The implementation of machine learning to capturing processes has opened a new field of self-driven cameras able to shot, edit, and compose photographs without our assistance. Although it can seem new, we, as ‘users’ either in photography or any other skillful task, have been bestowing autonomy to all of our tools and devices since the industrial revolution. That first concession is the ‘auto’ mode of our cameras that analyzes the exposure of the image to define specific camera settings. Cameras have become more intelligent over the years to produce more realistic, contrasted, and saturated images able to mimic our vision. Still, in that scenario, the willingness to shot and decide what is kept inside or outside the frame is ours, and that is why photography as a career still exists.

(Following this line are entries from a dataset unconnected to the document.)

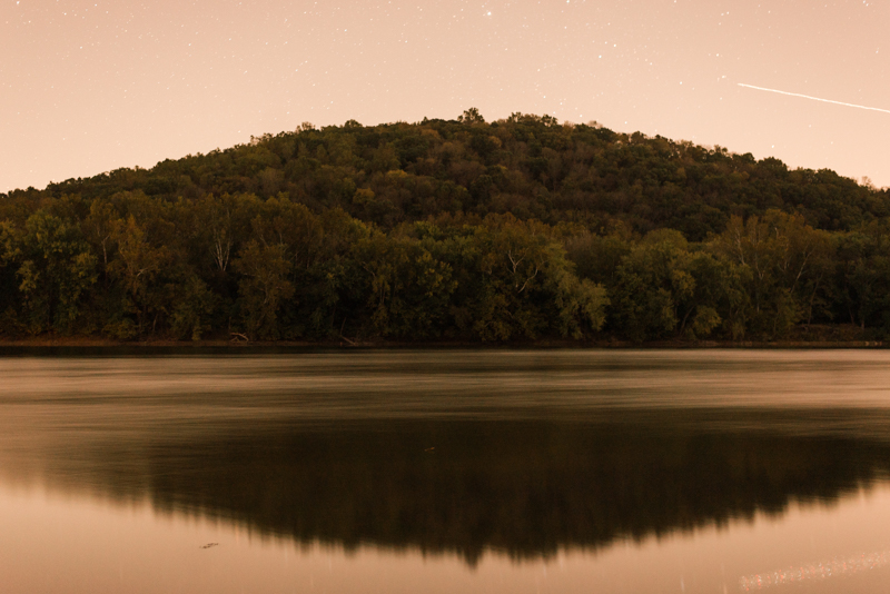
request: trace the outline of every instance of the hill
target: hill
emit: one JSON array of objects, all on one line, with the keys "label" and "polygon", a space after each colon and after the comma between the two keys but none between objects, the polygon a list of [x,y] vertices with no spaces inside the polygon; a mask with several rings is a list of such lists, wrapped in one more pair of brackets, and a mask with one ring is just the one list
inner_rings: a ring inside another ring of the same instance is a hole
[{"label": "hill", "polygon": [[0,333],[775,340],[890,330],[890,191],[514,113],[0,195]]}]

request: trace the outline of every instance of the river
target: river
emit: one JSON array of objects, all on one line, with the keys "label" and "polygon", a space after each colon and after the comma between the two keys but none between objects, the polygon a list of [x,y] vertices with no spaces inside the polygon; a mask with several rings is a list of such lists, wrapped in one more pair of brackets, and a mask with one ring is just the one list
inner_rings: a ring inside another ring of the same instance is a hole
[{"label": "river", "polygon": [[890,587],[883,350],[0,350],[0,592]]}]

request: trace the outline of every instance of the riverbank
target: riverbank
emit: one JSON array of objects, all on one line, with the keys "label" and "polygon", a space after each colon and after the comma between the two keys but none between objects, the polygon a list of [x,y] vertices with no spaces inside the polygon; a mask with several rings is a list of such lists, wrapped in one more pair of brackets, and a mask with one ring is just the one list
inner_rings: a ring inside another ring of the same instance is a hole
[{"label": "riverbank", "polygon": [[821,334],[795,336],[791,340],[649,340],[634,343],[630,340],[597,339],[597,340],[567,340],[567,339],[540,339],[540,340],[510,340],[510,341],[467,341],[467,340],[385,340],[385,339],[330,339],[330,340],[171,340],[168,338],[149,338],[146,340],[115,340],[91,336],[57,336],[38,335],[28,337],[9,338],[0,336],[0,349],[52,349],[52,348],[126,348],[126,349],[329,349],[329,348],[655,348],[655,349],[684,349],[684,348],[884,348],[888,344],[883,340],[867,340],[861,337],[840,338]]}]

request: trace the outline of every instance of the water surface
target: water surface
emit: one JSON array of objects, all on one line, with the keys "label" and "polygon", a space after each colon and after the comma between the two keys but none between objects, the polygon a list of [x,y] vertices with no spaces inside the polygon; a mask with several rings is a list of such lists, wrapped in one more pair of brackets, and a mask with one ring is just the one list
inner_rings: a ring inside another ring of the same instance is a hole
[{"label": "water surface", "polygon": [[890,353],[0,358],[2,592],[886,592]]}]

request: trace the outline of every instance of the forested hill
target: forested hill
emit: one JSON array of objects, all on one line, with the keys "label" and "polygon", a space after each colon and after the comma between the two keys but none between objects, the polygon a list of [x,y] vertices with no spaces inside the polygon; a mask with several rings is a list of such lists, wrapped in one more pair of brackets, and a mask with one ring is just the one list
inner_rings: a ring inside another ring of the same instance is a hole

In all this kind of photos, the authorship of the revealed product lies in the user. But as cameras evolved as autonomous devices, the responsibility for the style and content of the photo, and eventually, even the authorship could be transferred to the creator of the software and hardware of the camera. Perhaps, the future photographers would be curators of contextual frames and style books used eventually to generate countless exhibitions with pictures taken by communities of users equipped with intelligent cameras.
“Cameras that use ML have the potential to both automate existing functions of the camera as a tool for human use and extend its creative possibilities far beyond image capture.”

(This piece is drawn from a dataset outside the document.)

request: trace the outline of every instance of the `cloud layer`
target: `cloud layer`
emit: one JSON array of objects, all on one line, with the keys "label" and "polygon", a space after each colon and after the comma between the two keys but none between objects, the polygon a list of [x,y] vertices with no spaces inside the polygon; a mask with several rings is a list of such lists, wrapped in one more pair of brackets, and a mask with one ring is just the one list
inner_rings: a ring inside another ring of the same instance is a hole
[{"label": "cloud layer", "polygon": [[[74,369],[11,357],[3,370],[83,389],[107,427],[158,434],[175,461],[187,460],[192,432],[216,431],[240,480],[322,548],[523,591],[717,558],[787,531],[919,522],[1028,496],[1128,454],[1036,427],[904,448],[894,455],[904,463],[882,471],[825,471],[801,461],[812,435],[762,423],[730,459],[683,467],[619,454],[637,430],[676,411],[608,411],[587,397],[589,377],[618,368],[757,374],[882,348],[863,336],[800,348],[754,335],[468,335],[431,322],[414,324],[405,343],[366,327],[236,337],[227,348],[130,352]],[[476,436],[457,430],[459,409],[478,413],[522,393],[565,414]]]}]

The relationship between a user and cameras that make choices on their own, changes the task of the user from one who captures to someone who creates the situation for the camera to capture. Machine learning cameras turn photographers to curators or installation artists. Authorship would still lay with the user since without their input there would be no system. Although these cameras can “do” more, the expectations of these cameras would be no different than developing film. A captured situation is still present, yet the type of outcome can not be absolutely guaranteed. Cameras, like Google Clips, or systems, like Pinterest’s Lens, are sifters. They go through information to choose what may be wanted. Taking a hundred photos and choosing a couple manually is the same process. The camera is still a tool unless it can form or embed itself in the situations in which it captures. The tools presented just take a familiar process and put it in an unfamiliar vessel.
The Clips camera system makes me pessimistic about human’s developing relationship with artificial intelligence. If photography is an expressive outlet, or a way to communicate perspective, what purpose does this system serve in terms of capturing humanity? We have all of these tools that let us take photos, which have been developed to be “easier” to use, but this only serves to eliminate the control that a person has over the tool (even though there is still control over where the camera is pointed, although they would probably eliminate that too if it was possible). I think a system like Clips also strengthens cognitive barriers hindering our ability to consider our senses from beyond themselves. It’s designed to deliver a product that most closely resembles how something would look if you saw it in person, so the user never has to consider the media as a result of real, physical processes, only a reflection of they expect. Not only that, but it decides what is significant content, preventing the user from having to consider what’s real that makes content significant. Thinking of the future, if everything we do is aided by artificial guides and standard parameters, what will we all be doing that’s so important to photograph beyond the state’s interest in surveillance?
The Pinterest Lens works in a similar way, and I don’t think it’s as offensive because it’s not a photography tool. It seems to serve more as a search engine that uses image data to associate concepts and things. In other words, this system would work similarly if seeing the photos was removed from the process altogether. You are pointing a device at an object or space, and finding posts about similar objects or spaces.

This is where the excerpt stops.